Professor Minati Panda is currently visiting the Department of International and Transcultural Studies, Teachers College, Columbia University, New York for the academic year 2019-2020 under the Fulbright-Nehru Academic and Professional Excellence programme. She has been a Professor of Cultural-Critical Psychology and Education at the Zakir Husain Centre for Educational Studies, Jawaharlal Nehru University (JNU) and is the Director of the National Multilingual Education Resource Consortium (NMRC), JNU. Netherland. She is the former chairperson of this centre and the coordinator of the Centre for Advanced Studies (UGC sponsored), JNU in education. She has worked extensively in the interdisciplinary areas of language, mind and cognition, multilingual education and child rights, language policy, tribal cultures and mathematics, creativity and critical pedagogy. She has published three books and several research articles in these areas. She has also edited 40 bi/multilingual early readers for Kondh and Saora (two major tribes from southern Odisha) children. She provided academic support to several Non-Government organizations in India for the development of multilingual teaching-learning materials and books and also teacher development for multilingual pedagogy.  

 

She has been an adviser to the Ministry of Tribal Affairs and the Government of Sri Lanka for language policy and social justice. She also headed the Task Force for the education of tribal children for the 12th Five Year Plan (2012-2017) of the Government of India.  As one of the Directors of the Multilingual Education Plus programme (sponsored by the Van Leer Foundation, Netherland) she steer-headed many culturally oriented new pedagogic tools for the teaching of mathematics and language to tribal children in Odisha.

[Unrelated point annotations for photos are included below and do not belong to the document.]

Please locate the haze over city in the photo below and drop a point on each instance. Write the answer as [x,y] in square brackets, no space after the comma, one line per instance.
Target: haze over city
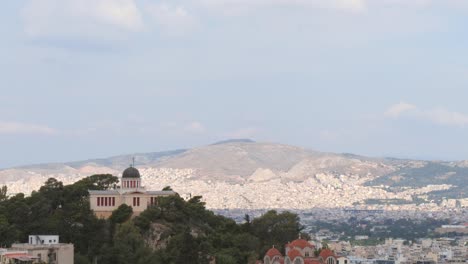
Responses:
[93,78]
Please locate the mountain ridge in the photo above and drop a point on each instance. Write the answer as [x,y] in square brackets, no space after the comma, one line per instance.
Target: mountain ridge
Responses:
[235,168]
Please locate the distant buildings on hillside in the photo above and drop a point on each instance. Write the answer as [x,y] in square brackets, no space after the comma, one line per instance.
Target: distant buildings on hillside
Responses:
[300,251]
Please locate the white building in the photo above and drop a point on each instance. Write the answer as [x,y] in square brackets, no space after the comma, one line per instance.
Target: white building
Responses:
[131,192]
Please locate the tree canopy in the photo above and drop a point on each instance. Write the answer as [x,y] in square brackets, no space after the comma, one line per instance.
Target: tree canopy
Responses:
[171,231]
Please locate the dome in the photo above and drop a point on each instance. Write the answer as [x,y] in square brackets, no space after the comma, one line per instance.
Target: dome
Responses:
[300,243]
[273,252]
[131,172]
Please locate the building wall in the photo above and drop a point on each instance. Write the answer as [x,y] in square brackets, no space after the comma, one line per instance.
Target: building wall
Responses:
[64,252]
[105,212]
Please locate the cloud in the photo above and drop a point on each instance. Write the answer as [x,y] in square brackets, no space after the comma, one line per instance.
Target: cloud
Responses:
[246,132]
[72,18]
[439,116]
[195,127]
[242,6]
[396,110]
[172,20]
[24,128]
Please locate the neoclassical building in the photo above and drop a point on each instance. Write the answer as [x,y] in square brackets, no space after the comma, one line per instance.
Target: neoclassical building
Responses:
[130,192]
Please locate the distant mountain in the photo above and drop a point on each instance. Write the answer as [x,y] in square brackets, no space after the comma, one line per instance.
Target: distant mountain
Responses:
[243,173]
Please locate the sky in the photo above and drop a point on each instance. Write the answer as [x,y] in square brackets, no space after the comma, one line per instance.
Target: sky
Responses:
[84,79]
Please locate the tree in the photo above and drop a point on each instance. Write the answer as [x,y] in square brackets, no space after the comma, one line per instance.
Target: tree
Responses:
[99,182]
[129,244]
[121,214]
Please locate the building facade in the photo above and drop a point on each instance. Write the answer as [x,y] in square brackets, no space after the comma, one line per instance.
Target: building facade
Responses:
[301,251]
[39,249]
[131,192]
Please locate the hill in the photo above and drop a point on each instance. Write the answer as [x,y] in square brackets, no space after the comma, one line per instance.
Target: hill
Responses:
[247,174]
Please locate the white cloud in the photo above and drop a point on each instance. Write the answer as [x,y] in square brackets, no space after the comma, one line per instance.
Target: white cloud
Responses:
[24,128]
[195,127]
[396,110]
[234,7]
[246,132]
[439,116]
[80,17]
[172,20]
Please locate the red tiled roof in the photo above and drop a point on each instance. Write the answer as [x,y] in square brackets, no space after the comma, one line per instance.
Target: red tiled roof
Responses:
[325,253]
[273,252]
[311,261]
[293,253]
[300,243]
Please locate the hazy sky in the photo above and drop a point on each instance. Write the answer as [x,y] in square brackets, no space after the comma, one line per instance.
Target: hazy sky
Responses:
[92,78]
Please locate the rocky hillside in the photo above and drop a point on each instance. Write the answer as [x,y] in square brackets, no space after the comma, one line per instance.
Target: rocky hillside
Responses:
[246,174]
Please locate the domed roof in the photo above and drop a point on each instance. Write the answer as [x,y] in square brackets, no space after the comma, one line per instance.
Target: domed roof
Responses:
[273,252]
[131,172]
[325,253]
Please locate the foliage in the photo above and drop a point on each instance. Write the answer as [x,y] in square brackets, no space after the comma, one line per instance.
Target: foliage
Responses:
[171,231]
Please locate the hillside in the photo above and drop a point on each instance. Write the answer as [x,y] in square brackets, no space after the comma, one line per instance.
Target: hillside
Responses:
[247,174]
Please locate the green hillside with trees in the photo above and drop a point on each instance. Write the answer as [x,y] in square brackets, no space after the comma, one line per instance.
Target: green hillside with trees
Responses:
[173,231]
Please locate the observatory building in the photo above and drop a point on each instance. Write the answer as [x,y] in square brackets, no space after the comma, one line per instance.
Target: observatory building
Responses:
[131,192]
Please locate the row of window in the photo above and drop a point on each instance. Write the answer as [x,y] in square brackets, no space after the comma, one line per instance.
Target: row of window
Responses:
[106,201]
[136,201]
[110,201]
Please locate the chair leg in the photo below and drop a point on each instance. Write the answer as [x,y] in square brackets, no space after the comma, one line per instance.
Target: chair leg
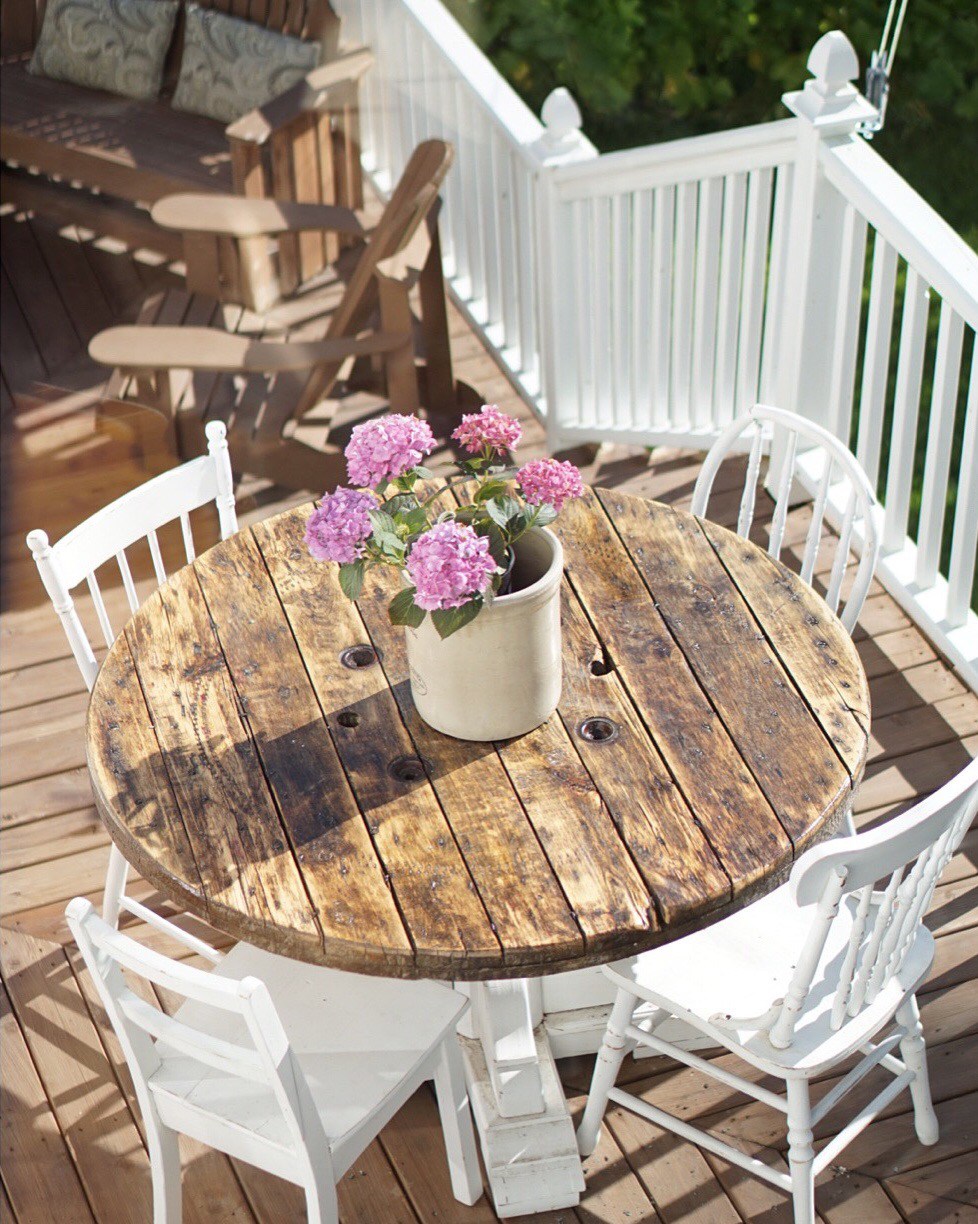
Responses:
[801,1152]
[613,1048]
[913,1050]
[457,1124]
[321,1198]
[115,885]
[164,1164]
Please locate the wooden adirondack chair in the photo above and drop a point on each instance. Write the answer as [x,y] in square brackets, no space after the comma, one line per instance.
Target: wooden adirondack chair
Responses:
[305,342]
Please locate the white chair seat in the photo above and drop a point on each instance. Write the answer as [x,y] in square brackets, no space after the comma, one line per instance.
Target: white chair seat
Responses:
[359,1041]
[726,978]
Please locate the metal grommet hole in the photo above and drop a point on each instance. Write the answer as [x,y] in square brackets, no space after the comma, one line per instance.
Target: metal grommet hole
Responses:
[409,769]
[601,666]
[359,656]
[599,731]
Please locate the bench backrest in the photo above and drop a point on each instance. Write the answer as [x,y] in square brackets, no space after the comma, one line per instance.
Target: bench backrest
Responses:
[21,20]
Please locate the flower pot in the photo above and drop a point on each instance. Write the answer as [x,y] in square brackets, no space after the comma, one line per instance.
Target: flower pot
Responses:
[500,676]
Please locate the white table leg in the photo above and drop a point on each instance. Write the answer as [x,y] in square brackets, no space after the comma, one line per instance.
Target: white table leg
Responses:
[509,1038]
[518,1102]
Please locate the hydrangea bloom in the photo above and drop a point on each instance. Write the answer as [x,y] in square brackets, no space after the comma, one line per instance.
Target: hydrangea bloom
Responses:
[489,427]
[550,480]
[448,564]
[337,530]
[387,448]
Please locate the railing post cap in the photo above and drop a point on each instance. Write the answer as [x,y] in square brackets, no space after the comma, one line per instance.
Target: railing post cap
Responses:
[830,102]
[561,115]
[562,140]
[832,60]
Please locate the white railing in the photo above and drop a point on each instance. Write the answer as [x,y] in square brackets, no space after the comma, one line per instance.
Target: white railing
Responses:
[431,80]
[667,277]
[918,263]
[648,296]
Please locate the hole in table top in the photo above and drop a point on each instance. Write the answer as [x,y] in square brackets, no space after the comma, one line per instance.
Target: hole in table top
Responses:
[408,769]
[359,656]
[599,731]
[601,664]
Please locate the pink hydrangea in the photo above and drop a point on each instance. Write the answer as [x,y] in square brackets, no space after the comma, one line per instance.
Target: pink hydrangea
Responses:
[387,448]
[337,530]
[550,480]
[489,427]
[448,564]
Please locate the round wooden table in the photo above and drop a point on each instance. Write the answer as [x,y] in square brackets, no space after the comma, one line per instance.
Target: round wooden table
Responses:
[255,754]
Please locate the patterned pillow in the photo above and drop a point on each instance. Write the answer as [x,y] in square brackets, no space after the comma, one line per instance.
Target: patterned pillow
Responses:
[107,44]
[231,66]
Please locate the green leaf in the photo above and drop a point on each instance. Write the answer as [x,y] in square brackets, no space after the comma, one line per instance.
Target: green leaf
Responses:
[491,488]
[448,621]
[415,520]
[351,579]
[545,514]
[502,511]
[382,523]
[497,542]
[403,608]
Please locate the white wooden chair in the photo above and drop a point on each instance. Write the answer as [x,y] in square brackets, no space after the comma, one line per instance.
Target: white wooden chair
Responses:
[798,982]
[288,1066]
[839,482]
[105,536]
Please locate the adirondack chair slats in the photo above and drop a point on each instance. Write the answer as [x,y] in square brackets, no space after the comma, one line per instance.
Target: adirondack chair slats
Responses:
[372,316]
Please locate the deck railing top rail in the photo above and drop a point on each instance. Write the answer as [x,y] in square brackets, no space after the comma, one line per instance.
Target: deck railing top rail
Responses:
[650,295]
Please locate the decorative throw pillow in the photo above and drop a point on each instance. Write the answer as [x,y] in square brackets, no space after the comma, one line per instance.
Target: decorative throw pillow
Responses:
[231,66]
[107,44]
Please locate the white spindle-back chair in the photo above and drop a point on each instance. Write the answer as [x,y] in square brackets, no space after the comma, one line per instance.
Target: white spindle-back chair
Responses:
[797,983]
[104,537]
[288,1066]
[839,480]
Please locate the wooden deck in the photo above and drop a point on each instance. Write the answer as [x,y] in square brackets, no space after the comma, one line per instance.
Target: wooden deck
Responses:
[72,1147]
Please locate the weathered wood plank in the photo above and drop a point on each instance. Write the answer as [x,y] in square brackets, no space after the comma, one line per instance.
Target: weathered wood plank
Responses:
[435,891]
[508,865]
[814,649]
[251,880]
[331,842]
[779,738]
[733,813]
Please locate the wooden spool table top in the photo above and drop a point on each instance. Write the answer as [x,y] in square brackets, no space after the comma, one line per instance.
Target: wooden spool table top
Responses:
[250,769]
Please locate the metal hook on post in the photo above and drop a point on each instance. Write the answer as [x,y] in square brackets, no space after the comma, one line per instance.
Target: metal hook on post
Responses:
[880,65]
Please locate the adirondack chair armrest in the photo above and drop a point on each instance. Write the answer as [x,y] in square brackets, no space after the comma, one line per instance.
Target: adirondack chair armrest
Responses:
[157,349]
[239,217]
[322,89]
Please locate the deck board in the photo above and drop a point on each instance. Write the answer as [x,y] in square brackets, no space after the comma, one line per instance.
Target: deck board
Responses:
[69,1131]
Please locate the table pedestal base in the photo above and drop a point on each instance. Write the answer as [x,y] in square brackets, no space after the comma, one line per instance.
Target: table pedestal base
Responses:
[509,1041]
[531,1160]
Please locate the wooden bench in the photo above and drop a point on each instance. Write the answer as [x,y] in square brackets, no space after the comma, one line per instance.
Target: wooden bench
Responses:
[99,159]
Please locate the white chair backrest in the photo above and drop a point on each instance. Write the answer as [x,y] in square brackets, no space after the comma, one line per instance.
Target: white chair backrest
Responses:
[135,515]
[840,479]
[906,856]
[263,1058]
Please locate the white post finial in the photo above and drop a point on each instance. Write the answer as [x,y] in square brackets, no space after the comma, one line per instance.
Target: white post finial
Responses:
[830,100]
[563,138]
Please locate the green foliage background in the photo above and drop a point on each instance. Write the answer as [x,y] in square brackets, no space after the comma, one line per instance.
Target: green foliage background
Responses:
[653,70]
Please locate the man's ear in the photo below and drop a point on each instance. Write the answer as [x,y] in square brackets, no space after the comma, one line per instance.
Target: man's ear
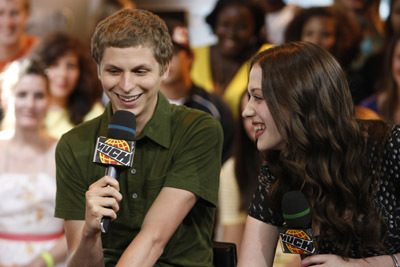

She was a consultant to the Government of India for tribal education in the mid-1990s and had authored one of the unique multilingual book, ERAI ERAI for Saora Children.  She had initiated the attitudinal training programmes in 1997-98 in Odisha which subsequently developed into RUPANTER programme for the teachers teaching in tribal areas. She is currently heading two international programmes with the University of Heidelberg, Germany and the University of Cambridge, United Kingdom. She has recently concluded two sociolinguistic surveys in Madhya Pradesh and Rajasthan with support from USAID, Micro Finance and Room to Read and an international collaborative research programme on “Multilingualism and Multiliteracy” with support from ESRC. Her forthcoming book is on language policy in South Asia. She was a visiting faculty at various Universities and departments, some of which include the Laboratory of Comparative Human Cognition (LCHC), University of California, San Diego, the Mathematics and Curriculum centre at the Manchester University, the Centre for Linguistics in the University of Hamburg and the ECCE centre at the State University of Long Beach, California.